Monday 24 September 2012

Biraz 'Boğaz'. biraz 'Beirut' güzel konser benim işte...



Beyrut benim için hiç gitmediğim ama ilk fırsatta ayak basmak istediğim, Lübnanlı diva Feyruz eşliğinde sanal olarak dolandığım, onun sesinden duyduğum ‘Le Beirut’ ile klişe tanımla uzaklara daldığım detayların öznesi olan bir memleket.
Bana bu kadarını hissettiren, lakin bunu eyleme dökecek yeteneğim olmadığı için dışa vurmamı sağlayamayan Beyrut, ABD ’li Zach Condon’a ise fazlasını hissettirmişti. ‘Beirut’ projesini başlattığında o toprakları hayatında hiç görmemişti ve 20 yaşındaydı. Yetenek böyle bir şey işte, mesela Jamiroquai’ın sadece ilk iki albümünde yer alıp harikalar yaratan basgitarist Stuart Zender da ilk Jamiroquai albümü esnasında 18 yaşındaydı. 

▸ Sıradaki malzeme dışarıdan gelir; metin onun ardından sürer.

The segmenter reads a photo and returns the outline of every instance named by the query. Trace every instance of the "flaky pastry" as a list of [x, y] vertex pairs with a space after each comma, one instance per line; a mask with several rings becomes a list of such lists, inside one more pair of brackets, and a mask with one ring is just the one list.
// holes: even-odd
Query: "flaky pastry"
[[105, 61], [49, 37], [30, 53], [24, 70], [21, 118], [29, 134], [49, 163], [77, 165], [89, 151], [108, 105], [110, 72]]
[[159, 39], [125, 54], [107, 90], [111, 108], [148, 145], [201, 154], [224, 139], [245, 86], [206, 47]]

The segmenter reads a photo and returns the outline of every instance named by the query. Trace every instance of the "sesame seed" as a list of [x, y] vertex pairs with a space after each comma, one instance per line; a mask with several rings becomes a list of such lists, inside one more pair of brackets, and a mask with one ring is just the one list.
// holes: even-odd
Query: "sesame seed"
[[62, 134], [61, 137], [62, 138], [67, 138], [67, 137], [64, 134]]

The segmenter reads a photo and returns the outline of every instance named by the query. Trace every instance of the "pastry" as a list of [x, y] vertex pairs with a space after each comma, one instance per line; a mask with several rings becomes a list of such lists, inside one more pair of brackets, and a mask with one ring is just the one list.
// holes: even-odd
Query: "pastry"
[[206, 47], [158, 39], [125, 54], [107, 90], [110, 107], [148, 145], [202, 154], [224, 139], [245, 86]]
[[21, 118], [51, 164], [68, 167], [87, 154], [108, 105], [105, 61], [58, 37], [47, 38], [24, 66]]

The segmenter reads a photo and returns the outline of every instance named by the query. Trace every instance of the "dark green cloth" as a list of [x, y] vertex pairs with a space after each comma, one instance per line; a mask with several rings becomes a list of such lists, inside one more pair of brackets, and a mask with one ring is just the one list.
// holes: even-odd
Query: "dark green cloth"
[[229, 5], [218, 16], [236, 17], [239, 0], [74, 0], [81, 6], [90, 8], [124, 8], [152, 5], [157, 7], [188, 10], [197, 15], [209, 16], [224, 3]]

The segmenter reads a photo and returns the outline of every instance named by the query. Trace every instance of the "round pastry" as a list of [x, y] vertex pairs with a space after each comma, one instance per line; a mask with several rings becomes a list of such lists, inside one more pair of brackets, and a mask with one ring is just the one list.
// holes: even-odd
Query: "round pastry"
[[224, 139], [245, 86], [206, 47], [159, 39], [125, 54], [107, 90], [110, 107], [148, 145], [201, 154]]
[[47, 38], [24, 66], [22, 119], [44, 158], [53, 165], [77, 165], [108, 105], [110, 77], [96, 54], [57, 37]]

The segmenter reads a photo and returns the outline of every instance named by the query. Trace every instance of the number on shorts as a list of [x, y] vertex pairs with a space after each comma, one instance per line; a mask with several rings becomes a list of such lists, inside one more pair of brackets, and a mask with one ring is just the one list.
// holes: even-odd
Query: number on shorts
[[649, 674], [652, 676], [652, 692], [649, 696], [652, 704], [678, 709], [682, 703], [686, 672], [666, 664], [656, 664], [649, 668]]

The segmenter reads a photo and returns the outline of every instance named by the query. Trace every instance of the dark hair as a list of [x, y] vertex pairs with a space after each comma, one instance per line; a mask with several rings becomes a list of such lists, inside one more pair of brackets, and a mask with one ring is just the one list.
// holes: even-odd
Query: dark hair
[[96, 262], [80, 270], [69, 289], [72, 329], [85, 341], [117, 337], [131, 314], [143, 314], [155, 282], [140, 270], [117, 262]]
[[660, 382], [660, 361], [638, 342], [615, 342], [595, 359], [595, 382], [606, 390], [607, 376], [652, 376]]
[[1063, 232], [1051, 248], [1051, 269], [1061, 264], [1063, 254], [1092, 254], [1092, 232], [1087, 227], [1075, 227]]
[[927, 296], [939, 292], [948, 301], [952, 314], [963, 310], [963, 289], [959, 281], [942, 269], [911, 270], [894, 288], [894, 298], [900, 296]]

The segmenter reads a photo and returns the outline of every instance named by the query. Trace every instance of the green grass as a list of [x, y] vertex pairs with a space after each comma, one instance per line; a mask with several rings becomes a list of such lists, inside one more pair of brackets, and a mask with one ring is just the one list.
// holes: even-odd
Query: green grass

Zach Condon, Beyrut’a dair “Gitmesek de görmesek de…” diyerek kolları sıvayalı 6 yıl olmuş. O gün bugündür ‘ruhumuzu’ doyuruyor. Kişisel olarak akordeonla ilişkim ‘ne gerek var şimdi’ seviyesinde olduğu için bu enstrümanı çok tuttuğum söylenemez. Ama Beirut’taki hali ‘ukulele’yle beraber ne yalan söyleyeyim gönlümü çeliyor. Önceki gece de bu eylemi turlarının son konseri olarak canlı canlı Kuruçeşme Arena’da yaptılar. Haliyle Boğaz’a nazır… Lakin Boğaz’ın yanında sönük kaldılar. Günahları yok, Freddie Mercury dışında Boğaz’dan rol çalabilecek sanatçı olduğunu sanmıyorum. Yani artık o rol çalınamaz! ‘The Rip Tide’ çalarken, şarkının enfes klibindeki yelkenliye binip uzaklaşma hissini yaşadık. Lakin bazı yerler bırakılıp gidilmiyor. ‘Asitane’de kaldık. İstedik ki Beirut da gitmesin. Sağolsunlar bizi kırmadılar, iki kere bis yaptılar. İlkinde “Bir de sizin için” diyerek dörtlediler. İkinci biste de iki şarkı çalıp vedalaştılar. Zach Condon kırık Türkçesiyle “teşkürler”ini ihmal etmezken, grubun kontrabas ve basgitar çalan üyesi Paul Collins, Türk müziğine değindi: “Türk müziği bu grup için çok şey ifade ediyor. Geçen sefer geldiğimizde çok az kişi vardı bu kez çok kalabalık. Çok mutlu olduk.”
Ülkece ‘ehlikeyf’ olmamızdan ötürü kalabalık bizi gerdi, sürekli insan sirkülasyonu olması ve kimi mekânsal aksaklıklar huzursuz etti ama yine de kitle olarak keyif alarak boğaza nazır bir konser izlemiş olduk. Yine bekleriz…

bu yazı 23.9.12'de radikal gazetesinde yayımlanmıştır.